Sofern der Gläubiger über Sicherheiten verfügt oder andere besondere Umstände vorliegen, die zu einer Einordnung der Forderungen als privilegierte, gesicherte oder privilegierte, ungesicherte Forderungen führen könnten, sind zusätzliche Angaben zur wirksamen Anmeldung erforderlich und das beigefügte Muster darf so nicht verwendet werden. Sollte die Forderung von dem Insolvenzschuldner bzw. der Insolvenzverwaltung bestritten werden, sind ggf. weitere Schritte erforderlich bis hin zur Durchführung eines streitigen insolvenzrechtlichen Nebenverfahrens, um eine Aufnahme in die Gläubigerliste zu erreichen.
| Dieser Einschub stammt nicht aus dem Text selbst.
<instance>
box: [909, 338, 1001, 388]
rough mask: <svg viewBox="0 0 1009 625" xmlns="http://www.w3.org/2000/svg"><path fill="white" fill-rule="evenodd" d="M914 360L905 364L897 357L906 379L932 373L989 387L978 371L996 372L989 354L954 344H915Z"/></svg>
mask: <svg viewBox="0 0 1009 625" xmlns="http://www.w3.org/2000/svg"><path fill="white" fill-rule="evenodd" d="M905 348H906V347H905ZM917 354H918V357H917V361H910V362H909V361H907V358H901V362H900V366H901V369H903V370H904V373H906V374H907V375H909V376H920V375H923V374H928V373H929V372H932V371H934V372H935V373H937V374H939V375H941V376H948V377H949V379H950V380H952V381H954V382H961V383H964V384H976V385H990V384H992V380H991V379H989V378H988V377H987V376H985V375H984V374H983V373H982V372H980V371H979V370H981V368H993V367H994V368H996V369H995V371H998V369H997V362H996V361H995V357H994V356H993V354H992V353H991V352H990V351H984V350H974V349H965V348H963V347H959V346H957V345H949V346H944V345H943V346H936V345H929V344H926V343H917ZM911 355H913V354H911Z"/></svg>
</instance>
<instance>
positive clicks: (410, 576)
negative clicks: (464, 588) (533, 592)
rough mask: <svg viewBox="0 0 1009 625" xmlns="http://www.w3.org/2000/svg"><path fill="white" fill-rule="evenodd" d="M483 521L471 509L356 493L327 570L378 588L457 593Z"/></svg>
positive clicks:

An allen Stellen, an denen in eckigen Klammern ein kursiver Text steht, müssen Angaben eingefügt werden oder die entsprechenden Absätze müssen aus dem Text entfernt werden. Zum Beispiel an der Stelle [Ort], [Datum] müssen das Ort und das Datum des Schreibens zur Anzeige der Forderung, also zum Beispiel „München, 15/03/2020“ eingesetzt werden.
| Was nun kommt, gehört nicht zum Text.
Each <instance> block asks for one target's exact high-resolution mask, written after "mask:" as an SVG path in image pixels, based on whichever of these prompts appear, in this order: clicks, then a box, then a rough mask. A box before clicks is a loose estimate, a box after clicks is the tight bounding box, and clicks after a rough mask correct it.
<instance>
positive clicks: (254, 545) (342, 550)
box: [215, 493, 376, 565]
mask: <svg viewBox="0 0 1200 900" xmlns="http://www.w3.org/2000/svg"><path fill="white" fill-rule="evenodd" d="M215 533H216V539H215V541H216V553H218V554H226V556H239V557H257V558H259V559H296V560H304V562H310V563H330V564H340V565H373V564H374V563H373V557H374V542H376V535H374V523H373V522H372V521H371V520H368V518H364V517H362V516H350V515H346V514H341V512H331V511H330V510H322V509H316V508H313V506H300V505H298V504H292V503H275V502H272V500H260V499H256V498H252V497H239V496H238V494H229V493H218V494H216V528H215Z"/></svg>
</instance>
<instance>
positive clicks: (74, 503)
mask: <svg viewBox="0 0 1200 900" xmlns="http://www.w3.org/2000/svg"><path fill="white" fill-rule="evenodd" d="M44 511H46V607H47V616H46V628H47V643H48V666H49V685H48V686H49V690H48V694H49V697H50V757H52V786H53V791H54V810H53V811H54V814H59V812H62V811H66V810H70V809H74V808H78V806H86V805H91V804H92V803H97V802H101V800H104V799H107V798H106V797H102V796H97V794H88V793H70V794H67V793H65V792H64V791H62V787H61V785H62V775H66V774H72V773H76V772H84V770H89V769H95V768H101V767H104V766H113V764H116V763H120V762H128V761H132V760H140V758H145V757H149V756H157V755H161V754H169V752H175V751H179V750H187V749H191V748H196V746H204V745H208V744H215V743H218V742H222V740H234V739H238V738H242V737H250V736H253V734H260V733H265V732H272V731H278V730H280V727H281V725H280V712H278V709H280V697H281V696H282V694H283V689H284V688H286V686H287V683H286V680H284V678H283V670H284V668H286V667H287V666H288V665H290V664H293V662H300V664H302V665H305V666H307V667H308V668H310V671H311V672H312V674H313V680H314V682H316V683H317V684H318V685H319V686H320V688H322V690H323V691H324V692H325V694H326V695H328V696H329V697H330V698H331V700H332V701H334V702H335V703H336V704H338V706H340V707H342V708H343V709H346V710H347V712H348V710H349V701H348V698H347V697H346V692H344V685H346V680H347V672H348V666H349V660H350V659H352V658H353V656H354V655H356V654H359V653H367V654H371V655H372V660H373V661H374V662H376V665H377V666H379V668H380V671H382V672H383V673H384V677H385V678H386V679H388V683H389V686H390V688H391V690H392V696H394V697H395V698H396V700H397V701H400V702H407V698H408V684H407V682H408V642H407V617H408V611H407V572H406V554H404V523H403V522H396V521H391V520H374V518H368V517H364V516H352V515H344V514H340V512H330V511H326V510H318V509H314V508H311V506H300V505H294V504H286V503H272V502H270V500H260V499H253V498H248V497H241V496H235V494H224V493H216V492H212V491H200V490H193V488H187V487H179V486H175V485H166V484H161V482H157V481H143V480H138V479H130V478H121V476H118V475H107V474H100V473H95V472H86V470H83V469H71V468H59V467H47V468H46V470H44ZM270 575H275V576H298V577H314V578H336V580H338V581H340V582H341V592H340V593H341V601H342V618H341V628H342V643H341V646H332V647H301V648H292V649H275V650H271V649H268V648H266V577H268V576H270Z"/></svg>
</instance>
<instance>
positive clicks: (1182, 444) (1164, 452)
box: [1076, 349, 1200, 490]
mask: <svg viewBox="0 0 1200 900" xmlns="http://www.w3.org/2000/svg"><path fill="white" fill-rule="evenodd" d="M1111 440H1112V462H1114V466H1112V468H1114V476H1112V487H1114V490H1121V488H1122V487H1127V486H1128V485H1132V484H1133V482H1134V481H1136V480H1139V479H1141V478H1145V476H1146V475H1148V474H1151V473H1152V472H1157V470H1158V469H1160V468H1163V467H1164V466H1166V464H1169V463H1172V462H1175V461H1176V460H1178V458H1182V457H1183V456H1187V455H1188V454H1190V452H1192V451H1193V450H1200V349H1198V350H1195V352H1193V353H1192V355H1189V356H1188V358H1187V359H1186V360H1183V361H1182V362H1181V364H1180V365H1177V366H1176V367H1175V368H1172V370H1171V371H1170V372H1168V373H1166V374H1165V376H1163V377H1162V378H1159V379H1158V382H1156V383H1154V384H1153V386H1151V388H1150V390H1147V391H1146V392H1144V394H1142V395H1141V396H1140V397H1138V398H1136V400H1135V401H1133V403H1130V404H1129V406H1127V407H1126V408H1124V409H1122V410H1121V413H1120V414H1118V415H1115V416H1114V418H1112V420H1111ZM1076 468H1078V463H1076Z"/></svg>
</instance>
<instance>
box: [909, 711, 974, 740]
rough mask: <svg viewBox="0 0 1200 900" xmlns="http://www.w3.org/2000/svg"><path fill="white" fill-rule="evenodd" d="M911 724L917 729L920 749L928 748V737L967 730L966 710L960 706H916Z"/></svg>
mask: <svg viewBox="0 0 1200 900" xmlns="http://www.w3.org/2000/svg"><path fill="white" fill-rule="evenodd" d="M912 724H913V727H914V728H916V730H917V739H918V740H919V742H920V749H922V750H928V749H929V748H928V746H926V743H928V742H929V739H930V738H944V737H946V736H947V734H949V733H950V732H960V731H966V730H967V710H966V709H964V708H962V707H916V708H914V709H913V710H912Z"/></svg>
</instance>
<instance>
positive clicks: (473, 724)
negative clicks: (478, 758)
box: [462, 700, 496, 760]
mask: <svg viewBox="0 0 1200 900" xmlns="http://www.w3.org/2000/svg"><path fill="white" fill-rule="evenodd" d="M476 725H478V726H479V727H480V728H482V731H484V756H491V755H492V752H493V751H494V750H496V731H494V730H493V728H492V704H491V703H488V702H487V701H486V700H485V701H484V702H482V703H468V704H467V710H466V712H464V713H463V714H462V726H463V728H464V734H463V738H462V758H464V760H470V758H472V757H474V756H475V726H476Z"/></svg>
Die auf Deutsch und in kursiver Schrift eingefügten Teile stellen eine nicht wörtliche Übersetzung des spanischen Textes des Anmeldungsschreibens dar und sollen als Hilfe zum Verstehen des Inhalts des Schreibens dienen. Diese Teile sind in dem WORD Dokument als „unsichtbarer Text“ formatiert und werden daher beim Drucken des Schreibens nicht mit ausgedruckt.

Das Schreiben sollte auf dem Firmenpapier des Gläubigers ausgestellt und von einem rechtlichen Vertreter unterschrieben werden.